フォルマント:音色の秘密
音は、空気が震えることで生まれます。この空気の震え方は、波のように表現することができます。池に石を投げ込んだ時に広がる波紋のように、音も波の形で伝わっていきます。ただし、音の波は、単純な波紋とは異なり、複雑な形をしていることが多く、様々な大きさの波が重なり合っています。
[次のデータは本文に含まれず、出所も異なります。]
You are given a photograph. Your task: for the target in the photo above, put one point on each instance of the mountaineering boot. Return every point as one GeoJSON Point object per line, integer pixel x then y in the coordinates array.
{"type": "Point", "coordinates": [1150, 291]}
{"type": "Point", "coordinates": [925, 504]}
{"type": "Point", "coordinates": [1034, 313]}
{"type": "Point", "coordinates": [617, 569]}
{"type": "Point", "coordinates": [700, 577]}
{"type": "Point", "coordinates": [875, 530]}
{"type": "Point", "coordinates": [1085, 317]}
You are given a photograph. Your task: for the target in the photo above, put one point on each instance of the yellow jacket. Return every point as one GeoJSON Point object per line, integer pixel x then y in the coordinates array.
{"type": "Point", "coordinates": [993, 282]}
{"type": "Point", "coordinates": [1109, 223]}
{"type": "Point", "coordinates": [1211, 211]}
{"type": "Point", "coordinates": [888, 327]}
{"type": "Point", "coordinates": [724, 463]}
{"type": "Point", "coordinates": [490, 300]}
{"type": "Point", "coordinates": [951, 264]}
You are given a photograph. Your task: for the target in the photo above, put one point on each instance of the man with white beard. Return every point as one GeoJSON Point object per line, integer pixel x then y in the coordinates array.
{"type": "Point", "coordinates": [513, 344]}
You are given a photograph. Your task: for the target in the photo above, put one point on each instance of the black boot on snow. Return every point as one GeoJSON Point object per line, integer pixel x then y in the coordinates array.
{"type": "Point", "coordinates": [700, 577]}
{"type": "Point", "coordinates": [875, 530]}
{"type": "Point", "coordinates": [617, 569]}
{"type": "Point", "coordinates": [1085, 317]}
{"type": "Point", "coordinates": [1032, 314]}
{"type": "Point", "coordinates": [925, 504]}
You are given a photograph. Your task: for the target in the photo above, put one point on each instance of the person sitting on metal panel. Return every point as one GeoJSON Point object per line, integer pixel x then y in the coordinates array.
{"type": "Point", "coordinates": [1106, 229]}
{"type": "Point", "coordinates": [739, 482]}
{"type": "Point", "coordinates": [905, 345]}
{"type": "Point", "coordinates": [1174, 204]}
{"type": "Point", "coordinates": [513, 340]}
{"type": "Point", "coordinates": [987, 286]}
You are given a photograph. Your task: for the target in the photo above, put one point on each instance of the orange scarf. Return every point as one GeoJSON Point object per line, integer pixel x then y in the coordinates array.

この複雑な波を詳しく見ていくと、様々な速さの震えが混ざり合っていることが分かります。この震える速さを「周波数」と呼び、単位はヘルツ(回/秒)で表します。1秒間に何回空気が震えるかを表しているのです。音はこの様々な周波数の成分が組み合わさってできています。それぞれの周波数の成分がどれくらいの強さを持っているかを調べることで、音の高さや音色の違いが分かります。
音の高さは、最も低い周波数の成分「基本周波数」によって決まります。基本周波数が高い音は高く聞こえ、低い音は低く聞こえます。例えば、太鼓の音は基本周波数が低いため低く聞こえ、笛の音は基本周波数が高いため高く聞こえます。
同じ高さの音であっても、楽器や人の声によって音色が違うのはなぜでしょうか。これは、「倍音」と呼ばれる周波数成分が関係しています。倍音とは、基本周波数の整数倍の周波数を持つ成分のことです。例えば、基本周波数が100ヘルツの音の場合、200ヘルツ、300ヘルツ、400ヘルツ…といった周波数の成分が倍音となります。それぞれの倍音がどれくらいの強さを持っているかによって、音色が変わってきます。例えば、フルートの音は倍音が少なく澄んだ音色に聞こえますが、トランペットの音は倍音が多く華やかな音色に聞こえます。
この倍音の強さの分布をグラフで表したものを「スペクトル包絡」と言います。スペクトル包絡を見ると、特定の周波数帯域で音が強くなっている部分が見られることがあります。この強くなっている部分を「フォルマント」と呼びます。フォルマントは、特に人の声の音色を特徴づける重要な要素です。